At Comvita, we lead the way in creating and understanding the science behind manuka honey. Over
the last two decades, Comvita scientists and research collaborators have authored many research
papers, reports and articles on manuka honey. We’re committed to continuing to push the
boundaries of scientific research on manuka to understand more about what makes this type of
honey so special.
Manuka Honey Benefits
The benefits of honey have been recognised since its use by ancient civilisations, and modern research has shown that the health benefits associated with traditional uses of honey are more than just folklore.
Manuka honey, sourced from the New Zealand native shrub Leptospermum scoparium, exhibits a combination of bioactive properties, which give it unique benefits beyond just culinary use.
The many benefits of manuka honey are partly due to its antibacterial properties, while there’s also research into its various topical uses, such as in wound care, and treating burns, eczema and dermatitis.
Manuka can also help to give you an extra boost in the chilly winter months. Manuka honey can also be used to help support gut health.
Identifying Real Manuka
In manuka honey’s native New
Zealand, the Ministry for Primary Industries (MPI) enforces a scientific
regulatory definition for exported manuka, which is based on chemical
fingerprinting and the analysis of pollen DNA markets.

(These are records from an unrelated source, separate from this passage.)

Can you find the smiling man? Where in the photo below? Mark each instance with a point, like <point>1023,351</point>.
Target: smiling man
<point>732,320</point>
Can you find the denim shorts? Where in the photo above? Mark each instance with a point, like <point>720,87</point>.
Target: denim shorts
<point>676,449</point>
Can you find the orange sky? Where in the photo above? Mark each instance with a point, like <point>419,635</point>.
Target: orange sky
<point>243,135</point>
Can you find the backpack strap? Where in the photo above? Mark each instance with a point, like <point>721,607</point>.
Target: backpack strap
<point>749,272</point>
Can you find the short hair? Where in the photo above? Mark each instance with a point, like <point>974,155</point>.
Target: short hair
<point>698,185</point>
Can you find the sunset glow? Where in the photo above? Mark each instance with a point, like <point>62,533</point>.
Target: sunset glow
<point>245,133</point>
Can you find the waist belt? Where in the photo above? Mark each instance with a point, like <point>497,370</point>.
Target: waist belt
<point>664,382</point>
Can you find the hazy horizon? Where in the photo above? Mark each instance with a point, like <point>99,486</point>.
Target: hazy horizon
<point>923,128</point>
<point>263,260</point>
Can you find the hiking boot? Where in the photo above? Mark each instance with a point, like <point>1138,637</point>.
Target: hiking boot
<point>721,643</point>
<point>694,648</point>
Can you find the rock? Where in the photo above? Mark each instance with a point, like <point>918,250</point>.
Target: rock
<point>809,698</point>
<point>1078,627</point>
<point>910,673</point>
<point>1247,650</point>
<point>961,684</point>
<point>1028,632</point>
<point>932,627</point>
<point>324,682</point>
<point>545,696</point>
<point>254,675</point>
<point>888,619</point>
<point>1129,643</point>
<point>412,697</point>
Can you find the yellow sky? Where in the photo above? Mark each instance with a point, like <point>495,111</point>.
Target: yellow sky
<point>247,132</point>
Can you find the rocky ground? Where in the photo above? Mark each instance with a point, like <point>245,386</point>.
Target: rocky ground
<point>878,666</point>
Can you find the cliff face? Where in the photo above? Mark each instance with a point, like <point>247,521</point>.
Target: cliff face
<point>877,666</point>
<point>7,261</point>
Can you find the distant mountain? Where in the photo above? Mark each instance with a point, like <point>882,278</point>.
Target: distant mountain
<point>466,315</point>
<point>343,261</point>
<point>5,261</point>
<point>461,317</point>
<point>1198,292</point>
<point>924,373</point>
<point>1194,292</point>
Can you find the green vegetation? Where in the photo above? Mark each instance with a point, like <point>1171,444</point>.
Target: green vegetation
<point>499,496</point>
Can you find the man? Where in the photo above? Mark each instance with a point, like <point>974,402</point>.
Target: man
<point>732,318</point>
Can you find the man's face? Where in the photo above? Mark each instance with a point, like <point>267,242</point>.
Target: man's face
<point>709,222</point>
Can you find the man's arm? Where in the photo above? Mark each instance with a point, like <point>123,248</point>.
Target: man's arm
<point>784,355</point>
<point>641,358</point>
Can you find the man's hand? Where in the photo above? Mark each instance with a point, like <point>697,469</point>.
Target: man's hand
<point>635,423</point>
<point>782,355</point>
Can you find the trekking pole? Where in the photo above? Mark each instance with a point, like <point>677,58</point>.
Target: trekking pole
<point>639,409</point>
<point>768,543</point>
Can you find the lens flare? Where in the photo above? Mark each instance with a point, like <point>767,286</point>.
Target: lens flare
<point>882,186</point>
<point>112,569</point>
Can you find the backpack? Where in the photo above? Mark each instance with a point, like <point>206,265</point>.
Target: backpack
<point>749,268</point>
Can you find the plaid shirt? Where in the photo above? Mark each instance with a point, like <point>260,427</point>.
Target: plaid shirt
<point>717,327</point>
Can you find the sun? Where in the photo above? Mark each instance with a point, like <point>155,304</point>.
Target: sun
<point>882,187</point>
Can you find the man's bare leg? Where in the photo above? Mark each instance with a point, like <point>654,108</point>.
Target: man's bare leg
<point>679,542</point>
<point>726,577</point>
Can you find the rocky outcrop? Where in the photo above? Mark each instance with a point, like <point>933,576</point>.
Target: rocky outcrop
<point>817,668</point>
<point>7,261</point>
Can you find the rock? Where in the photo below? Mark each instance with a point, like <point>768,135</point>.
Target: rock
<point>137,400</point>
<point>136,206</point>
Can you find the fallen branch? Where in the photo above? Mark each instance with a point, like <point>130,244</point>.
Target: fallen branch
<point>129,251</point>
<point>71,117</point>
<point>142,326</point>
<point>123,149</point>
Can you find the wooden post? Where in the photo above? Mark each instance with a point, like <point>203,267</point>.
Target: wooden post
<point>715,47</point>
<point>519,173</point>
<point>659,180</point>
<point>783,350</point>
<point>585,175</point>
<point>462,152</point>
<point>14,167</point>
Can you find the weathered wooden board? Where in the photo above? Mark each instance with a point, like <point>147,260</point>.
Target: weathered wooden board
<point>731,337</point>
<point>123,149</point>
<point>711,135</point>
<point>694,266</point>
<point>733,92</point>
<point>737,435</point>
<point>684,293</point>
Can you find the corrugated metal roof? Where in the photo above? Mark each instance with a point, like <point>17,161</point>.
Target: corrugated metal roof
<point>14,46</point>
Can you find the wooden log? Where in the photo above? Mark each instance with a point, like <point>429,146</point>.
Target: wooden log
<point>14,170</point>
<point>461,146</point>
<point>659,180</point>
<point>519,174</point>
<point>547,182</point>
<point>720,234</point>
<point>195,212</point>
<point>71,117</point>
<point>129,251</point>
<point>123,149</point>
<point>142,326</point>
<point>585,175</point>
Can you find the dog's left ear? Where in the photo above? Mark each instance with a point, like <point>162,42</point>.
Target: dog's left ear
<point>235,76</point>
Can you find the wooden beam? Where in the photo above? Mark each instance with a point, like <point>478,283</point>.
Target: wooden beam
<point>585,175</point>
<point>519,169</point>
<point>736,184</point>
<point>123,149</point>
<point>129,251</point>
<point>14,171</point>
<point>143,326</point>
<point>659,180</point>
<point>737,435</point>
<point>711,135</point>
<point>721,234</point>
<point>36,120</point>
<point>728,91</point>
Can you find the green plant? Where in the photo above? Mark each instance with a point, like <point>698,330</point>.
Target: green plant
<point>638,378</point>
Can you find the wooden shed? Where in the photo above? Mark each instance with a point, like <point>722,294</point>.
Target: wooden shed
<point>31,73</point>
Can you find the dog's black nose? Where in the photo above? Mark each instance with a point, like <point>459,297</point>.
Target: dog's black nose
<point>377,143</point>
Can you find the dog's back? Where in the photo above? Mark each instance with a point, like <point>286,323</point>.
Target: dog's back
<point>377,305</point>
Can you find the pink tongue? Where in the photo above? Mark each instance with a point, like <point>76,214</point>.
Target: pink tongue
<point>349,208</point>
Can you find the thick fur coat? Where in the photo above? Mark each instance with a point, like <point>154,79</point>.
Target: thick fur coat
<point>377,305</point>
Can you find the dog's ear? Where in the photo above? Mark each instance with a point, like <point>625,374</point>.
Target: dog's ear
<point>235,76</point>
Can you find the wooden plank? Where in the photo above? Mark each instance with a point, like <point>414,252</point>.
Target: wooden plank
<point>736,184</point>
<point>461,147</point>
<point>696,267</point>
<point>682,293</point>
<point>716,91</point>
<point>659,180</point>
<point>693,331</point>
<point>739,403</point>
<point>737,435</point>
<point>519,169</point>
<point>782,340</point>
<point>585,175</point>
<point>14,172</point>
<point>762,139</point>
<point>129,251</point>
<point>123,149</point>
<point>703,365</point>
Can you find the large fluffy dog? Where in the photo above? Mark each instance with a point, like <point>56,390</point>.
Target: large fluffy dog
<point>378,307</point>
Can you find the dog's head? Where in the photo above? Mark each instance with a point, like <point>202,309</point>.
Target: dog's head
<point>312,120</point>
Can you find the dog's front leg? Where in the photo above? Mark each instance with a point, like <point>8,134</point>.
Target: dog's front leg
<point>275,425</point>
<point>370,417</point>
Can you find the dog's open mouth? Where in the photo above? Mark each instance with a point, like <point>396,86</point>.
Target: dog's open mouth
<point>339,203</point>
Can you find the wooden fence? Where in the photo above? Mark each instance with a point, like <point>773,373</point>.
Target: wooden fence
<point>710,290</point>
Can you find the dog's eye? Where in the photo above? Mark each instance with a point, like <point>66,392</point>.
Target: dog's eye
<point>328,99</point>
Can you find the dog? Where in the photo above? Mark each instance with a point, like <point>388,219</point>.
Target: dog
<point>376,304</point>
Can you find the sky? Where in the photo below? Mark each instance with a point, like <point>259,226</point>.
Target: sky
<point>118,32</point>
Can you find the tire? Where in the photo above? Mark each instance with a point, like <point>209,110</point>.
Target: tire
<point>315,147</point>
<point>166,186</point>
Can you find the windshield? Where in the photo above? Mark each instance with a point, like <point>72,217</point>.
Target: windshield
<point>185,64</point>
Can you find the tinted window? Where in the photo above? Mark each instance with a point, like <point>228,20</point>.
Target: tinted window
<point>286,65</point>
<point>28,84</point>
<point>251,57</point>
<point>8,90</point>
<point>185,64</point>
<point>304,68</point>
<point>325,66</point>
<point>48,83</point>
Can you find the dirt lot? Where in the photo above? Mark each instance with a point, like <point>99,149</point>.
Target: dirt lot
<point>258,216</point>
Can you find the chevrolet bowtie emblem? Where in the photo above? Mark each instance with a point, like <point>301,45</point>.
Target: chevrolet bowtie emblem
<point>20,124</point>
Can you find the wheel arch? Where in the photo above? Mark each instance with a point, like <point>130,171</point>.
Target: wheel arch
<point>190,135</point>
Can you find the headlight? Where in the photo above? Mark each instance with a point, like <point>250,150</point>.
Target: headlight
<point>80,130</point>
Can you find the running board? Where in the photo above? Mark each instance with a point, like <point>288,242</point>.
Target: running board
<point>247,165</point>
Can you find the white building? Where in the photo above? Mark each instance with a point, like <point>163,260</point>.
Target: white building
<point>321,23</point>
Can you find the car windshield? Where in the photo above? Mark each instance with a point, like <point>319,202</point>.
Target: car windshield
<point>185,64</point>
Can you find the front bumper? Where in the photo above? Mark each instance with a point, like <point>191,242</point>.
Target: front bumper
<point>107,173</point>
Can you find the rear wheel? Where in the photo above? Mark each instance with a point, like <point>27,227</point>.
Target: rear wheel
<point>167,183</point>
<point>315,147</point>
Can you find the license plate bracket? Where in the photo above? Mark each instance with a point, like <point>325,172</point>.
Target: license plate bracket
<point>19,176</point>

Scientists, including Comvita scientists, have also pioneered the discovery and use of other compounds unique to manuka honey, including:
- Methylglyoxal (MGO)
- Dihydroxyacetone (DHA)
These compounds are used to authenticate the purity and quality of manuka honey.
Learn more about MGO and manuka honey.
How To Use Manuka Honey
Add manuka honey to beverages such as tea, where it can act as a delicious, natural sweetener.
Alternatively, you can take manuka honey as a food on its own, to benefit from its many properties.